What’s remarkable, however, is that Chambliss and Goldberg were able to completely rehabilitate that character in the fourth season. Had she died at the end of the third season, her death might have been met with a shrug from fans, but in the fourth season, Madison Clark had finally achieved the potential of that character. She didn’t always make the best decisions (she probably should have heeded Naomi’s warning to leave Dell Diamond), but she finally achieved a measure of adoration since, while her character remained fiercely protective of her children, she also finally began to give Nick and Alicia room to breathe and evolve as characters. Madison’s final act of redemption, of course, was the very death that so upset fans. She sacrificed herself to save her kids. That’s the sort of character redemption that can engender hostility from fans for killing her off.

Of course, this brand of revisionism is popular among hardcore fans of The Walking Dead. Even Carl Grimes was disliked among many in The Walking Dead fandom right up until he was killed off, and many of those same fans called Carl’s death the worst thing to ever happen to the series. Fans don’t like when The Walking Dead sticks too closely to the source material, but they hate it if it diverges too much. The Walking Dead fandom, of course, is passionate, and they often treat characters like family members: It’s OK for them to hate those characters, but it’s not OK for the writers to kill them off.

It’s fair to ask, however, if Chambliss and Goldberg could rehabilitate what was a stagnant character, why not keep her on? That’s where the story may have also dictated her departure. When Frank Dillane decided to leave the show and Nick was killed off, Madison’s character arc had run its course. Her character on the show has always been the fiercely protective mother bear who would do anything to protect her children, but Nick died, and had Madison lived to see it, it would have broken that character. In a series striving for a more hopeful future, a broken Madison would have been a drag on the storyline. In some ways, the decision to kill off Madison also mirrors Andrew Lincoln’s decision to leave The Walking Dead after the death of Carl — there just wasn’t much motivation for him to continue.

It is unfortunate, however, that Kim Dickens was forced off a show that she obviously didn’t want to leave. That, however, is par for the course in The Walking Dead universe. Up until this season, after Andrew Lincoln and Lauren Cohan asked off the parent series, I only recall two other actors who were able to dictate their fates. Melissa McBride (who plays Carol) managed to talk producers out of killing off her character in season three, while Jeffrey DeMunn was able to ask to be killed off in that same season (he later changed his mind, but his death by that point had already been written into the series).
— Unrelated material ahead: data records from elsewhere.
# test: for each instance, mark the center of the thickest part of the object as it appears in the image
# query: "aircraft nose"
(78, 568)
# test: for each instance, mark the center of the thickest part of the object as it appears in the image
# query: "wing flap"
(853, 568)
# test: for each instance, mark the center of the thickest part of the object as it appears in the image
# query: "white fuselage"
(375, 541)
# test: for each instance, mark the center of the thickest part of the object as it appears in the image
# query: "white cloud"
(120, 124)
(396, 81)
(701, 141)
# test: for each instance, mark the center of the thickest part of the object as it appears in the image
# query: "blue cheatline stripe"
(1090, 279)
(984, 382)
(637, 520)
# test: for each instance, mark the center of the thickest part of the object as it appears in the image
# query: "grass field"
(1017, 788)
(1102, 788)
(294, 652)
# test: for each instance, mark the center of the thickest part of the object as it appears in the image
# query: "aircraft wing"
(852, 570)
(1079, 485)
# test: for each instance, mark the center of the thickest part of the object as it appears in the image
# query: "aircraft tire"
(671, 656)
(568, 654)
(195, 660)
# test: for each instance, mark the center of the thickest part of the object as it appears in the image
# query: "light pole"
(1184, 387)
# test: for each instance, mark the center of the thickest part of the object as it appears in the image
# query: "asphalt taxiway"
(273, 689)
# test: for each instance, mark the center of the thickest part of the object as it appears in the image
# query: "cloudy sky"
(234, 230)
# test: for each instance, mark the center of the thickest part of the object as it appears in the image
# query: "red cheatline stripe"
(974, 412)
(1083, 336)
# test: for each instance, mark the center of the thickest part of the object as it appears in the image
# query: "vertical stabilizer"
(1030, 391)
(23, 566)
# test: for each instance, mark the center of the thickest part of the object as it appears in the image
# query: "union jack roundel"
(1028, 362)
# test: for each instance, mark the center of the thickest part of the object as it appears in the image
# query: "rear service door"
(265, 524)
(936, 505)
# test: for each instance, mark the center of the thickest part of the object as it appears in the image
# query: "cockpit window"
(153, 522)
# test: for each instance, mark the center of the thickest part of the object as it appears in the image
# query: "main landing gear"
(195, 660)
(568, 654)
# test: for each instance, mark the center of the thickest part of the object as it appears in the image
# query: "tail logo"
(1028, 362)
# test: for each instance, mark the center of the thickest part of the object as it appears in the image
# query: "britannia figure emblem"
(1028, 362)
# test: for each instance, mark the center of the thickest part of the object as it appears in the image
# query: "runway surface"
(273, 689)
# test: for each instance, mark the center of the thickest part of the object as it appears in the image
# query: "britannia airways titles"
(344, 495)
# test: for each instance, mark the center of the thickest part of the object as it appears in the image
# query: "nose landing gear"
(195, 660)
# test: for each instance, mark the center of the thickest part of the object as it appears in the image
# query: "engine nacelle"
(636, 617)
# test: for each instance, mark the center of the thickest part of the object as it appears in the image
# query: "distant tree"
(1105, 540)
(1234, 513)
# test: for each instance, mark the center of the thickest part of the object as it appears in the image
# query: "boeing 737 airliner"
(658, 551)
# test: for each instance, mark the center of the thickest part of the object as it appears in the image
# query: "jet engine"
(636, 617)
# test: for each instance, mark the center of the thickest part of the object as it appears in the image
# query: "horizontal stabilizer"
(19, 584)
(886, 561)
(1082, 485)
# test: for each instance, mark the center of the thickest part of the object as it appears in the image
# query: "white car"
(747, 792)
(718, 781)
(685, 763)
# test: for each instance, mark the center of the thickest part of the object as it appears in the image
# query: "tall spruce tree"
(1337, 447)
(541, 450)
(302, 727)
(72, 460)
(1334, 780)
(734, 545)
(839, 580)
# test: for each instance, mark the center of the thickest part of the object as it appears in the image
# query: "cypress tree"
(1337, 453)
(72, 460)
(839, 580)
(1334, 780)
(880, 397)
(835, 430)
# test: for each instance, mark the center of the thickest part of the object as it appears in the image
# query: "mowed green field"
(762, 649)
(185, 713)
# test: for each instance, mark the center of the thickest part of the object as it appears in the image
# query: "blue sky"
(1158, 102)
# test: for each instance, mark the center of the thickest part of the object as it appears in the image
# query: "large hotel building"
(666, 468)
Meanwhile, Fear the Walking Dead killed off its co-lead, Travis, in the third season, and the actor who played him, Cliff Curtis, wasn’t happy about that, either.

While the loss of Madison Clark on Fear the Walking Dead may have been good for a show aiming for a reboot and almost total turnover in its cast as it looks to gain back some of its ratings losses, the loss of Kim Dickens is a major blow offscreen. She was, as Alycia Debnam-Carey noted on Talking Dead, a huge inspiration and a role model to her. Any other show, however, would be insanely lucky to have Dickens, both as a person and for her acting abilities. Hopefully, she can land a series that is as worthy of her talents as Treme and Deadwood, because Dickens deserves better than how her character was written in the first three seasons of Fear.

In the meantime, it seems as though Jenna Elfman’s Naomi will fill the role of mother bear. In Naomi, Goldberg and Chambliss have an opportunity to start from scratch with a similar character archetype. Knowing fans of The Walking Dead universe, however, she will probably become reviled among many, right up until the showrunners decide kill her off, too.